Nahda Barajı anlaşmasına ilişkin görüşmeler sürüyor

Sisi ve Pompeo dün Dün Berlin’de bir araya geldi. (DPA)
Sisi ve Pompeo dün Dün Berlin’de bir araya geldi. (DPA)
TT

Nahda Barajı anlaşmasına ilişkin görüşmeler sürüyor

Sisi ve Pompeo dün Dün Berlin’de bir araya geldi. (DPA)
Sisi ve Pompeo dün Dün Berlin’de bir araya geldi. (DPA)

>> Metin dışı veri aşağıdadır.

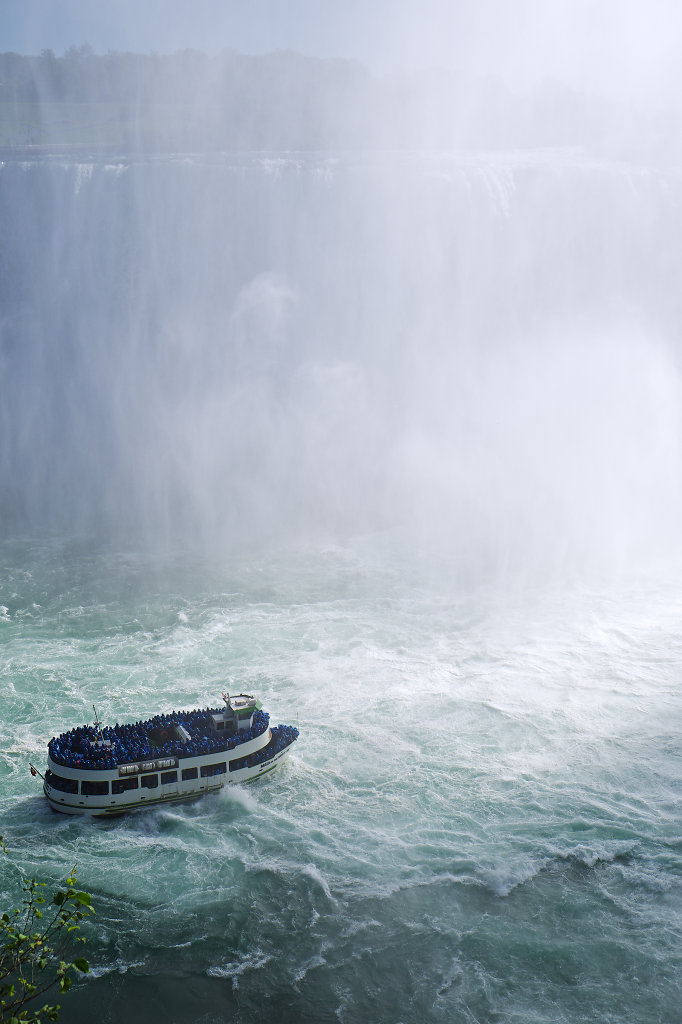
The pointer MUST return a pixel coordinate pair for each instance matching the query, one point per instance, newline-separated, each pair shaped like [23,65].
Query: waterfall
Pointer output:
[481,349]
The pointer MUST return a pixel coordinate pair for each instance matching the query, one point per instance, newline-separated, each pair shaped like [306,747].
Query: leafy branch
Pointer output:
[35,940]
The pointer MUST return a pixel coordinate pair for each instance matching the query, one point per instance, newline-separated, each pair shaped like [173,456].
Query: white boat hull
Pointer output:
[177,791]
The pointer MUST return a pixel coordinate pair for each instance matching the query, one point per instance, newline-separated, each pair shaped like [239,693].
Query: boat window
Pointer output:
[61,783]
[90,788]
[121,784]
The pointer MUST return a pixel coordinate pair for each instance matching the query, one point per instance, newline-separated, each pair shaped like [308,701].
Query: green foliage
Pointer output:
[35,940]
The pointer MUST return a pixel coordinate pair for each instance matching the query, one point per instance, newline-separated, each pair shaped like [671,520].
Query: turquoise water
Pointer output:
[480,821]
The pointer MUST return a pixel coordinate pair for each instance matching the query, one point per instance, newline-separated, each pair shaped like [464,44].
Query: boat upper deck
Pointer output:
[180,734]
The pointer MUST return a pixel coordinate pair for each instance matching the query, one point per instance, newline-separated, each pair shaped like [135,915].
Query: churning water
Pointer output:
[464,375]
[479,822]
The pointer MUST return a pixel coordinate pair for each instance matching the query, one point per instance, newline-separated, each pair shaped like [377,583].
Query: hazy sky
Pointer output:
[629,47]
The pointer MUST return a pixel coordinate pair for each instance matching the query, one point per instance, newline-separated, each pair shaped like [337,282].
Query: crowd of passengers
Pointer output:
[121,743]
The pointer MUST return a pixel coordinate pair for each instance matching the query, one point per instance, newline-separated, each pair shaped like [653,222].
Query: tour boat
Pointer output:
[169,758]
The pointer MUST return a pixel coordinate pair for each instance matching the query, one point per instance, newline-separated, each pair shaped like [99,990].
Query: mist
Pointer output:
[292,297]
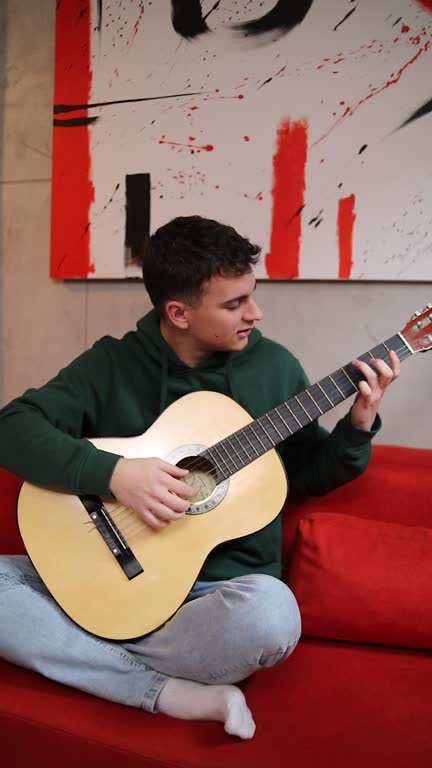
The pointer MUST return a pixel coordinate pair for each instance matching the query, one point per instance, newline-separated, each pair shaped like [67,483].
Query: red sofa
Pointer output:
[357,690]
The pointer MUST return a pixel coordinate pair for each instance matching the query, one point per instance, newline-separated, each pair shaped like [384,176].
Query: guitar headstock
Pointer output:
[418,331]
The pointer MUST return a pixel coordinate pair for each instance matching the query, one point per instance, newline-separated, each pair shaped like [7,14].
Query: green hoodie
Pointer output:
[120,386]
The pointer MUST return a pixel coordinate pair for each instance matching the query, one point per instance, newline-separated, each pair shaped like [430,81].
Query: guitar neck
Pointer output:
[244,446]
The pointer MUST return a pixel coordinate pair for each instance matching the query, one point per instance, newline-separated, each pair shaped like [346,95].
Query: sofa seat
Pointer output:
[332,704]
[335,703]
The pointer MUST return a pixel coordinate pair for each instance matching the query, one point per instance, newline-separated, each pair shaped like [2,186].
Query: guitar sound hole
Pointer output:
[201,477]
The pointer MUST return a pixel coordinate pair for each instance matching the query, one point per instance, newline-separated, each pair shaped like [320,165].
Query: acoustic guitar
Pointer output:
[118,578]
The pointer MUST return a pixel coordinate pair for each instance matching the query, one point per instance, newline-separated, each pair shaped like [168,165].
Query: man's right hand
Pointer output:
[153,488]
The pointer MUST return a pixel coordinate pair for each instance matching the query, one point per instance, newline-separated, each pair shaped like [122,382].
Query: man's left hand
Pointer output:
[371,389]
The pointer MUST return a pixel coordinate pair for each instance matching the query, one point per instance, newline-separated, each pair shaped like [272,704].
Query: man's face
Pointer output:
[225,316]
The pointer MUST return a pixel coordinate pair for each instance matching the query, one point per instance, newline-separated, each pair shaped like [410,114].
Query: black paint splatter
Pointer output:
[316,221]
[189,22]
[62,108]
[283,17]
[187,18]
[345,18]
[421,112]
[137,213]
[75,122]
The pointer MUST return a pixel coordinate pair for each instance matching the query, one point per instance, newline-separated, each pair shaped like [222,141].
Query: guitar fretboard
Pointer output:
[244,446]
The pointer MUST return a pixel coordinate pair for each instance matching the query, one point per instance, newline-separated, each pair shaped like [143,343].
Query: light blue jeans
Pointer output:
[224,632]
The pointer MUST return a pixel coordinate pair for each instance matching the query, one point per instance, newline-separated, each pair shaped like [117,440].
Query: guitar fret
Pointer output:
[302,406]
[325,394]
[272,442]
[349,378]
[257,436]
[247,444]
[243,448]
[243,431]
[283,420]
[215,447]
[274,426]
[335,385]
[294,416]
[235,451]
[315,404]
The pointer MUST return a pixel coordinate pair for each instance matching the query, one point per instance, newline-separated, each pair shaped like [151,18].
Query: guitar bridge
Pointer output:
[111,535]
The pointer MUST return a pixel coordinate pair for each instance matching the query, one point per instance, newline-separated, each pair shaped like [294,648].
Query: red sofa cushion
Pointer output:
[330,704]
[364,580]
[394,478]
[10,539]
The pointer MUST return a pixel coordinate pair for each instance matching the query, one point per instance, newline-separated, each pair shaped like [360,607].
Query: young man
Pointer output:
[201,335]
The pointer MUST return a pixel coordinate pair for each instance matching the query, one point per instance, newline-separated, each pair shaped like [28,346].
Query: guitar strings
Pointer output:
[122,513]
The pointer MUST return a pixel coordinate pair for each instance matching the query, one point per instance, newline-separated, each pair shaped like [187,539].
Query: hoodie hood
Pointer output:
[215,373]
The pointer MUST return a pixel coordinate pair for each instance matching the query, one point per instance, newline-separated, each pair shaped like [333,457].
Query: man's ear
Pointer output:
[177,313]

Mısır, Etiyopya ve Sudan temsilcileri Etiyopya’da inşa edilen Nahda (Rönesans) Barajı’nın doldurulması ve işletilmesi ile ilgili kurallara ilişkin kapsamlı bir anlaşma yapmak için önümüzdeki günlerde bşr araya gelmeye hazırlanıyor. Anlaşmanın aşağı havza ülkeleri olan Mısır ve Sudan’ın görebileceği zararları azaltması bekleniyor. Müzakerelerde ABD gözetiminde ilerleme kaydedildiği bildirilmesine rağmen sorunların üstesinden gelmek için tüm tarafların esneklik göstermesi gereken bazı engeller mevcut. Yine de Washington’da gerçekleştirilecek toplantılarda nihai bir anlaşmaya varılması bekleniyor. Anlaşmada, Mısır’ın kullanacağı minimum su miktarının belirlenmesi, uzun süren susuzluk ve kuraklık dönemlerinde izlenecek yol ve alınacak önlemlerin yer alması hedefleniyor. Ayrıca Washington’daki toplantılarda anlaşmanın uygulanmasını sağlamak için açık mekanizmaların oluşturulması da planlanıyor.
Mısır, Sudan, Etiyopya, ABD ve Dünya Bankası tarafından geçen çarşamba günü yapılan ortak açıklamada, barajın doldurulması ve işletilmesi ile ilgili kapsamlı bir nihai anlaşmaya ulaşmak için kilit noktalarda fikir birliğine varıldığı bildirildi. Açıklamada söz konusu ülkelerin temsilcilerinin 28-29 Ocak tarihlerinde anlaşmanın imzalanmasının önündeki engelleri aşmak üzere Washington’da bir araya geleceği belirtildi.
Hartum yönetimi, 22-23 Ocak tarihlerinde üç ülkenin temsilcilerinin katılacağı ‘yasal ve teknik’ toplantılara ev sahipliği yapacak. Söz konusu toplantılarda nihai anlamanın taslak metninin hazırlanması bekleniyor.
ABD Dışişleri Bakanı Mike Pompeo dün Almanya’nın başkentinde gerçekleştirilen Libya konulu Berlin Konferansı’nın oturum arasında Mısır Cumhurbaşkanı Abdulfettah Sisi ile gerçekleştirdiği görüşmede müzakerelerin ‘olumlu ve adil’ bir şekilde sonuçlanacağına dair söz verdi. Mısır ve tüm tarafların çıkarlarının gözetilmesi taahhüdünde bulundu.
Mısır Cumhurbaşkanlığı Sözcüsü Bessam Radi, söz konusu görüşmede ‘Nahda Barajı’ konusunun ele alındığını bildirdi. Radi, görüşmede Sisi’nin ABD’nin müzakereleri gözetim çabalarına da övgüde bulunduğunu kaydetti. Radi ayrıca ABD’nin Mısır’ın Nil suları üzerindeki tarihi hakkını koruyacak kapsamlı bir anlaşmaya varmayı sağlayacağına dair umudunu dile getirdi.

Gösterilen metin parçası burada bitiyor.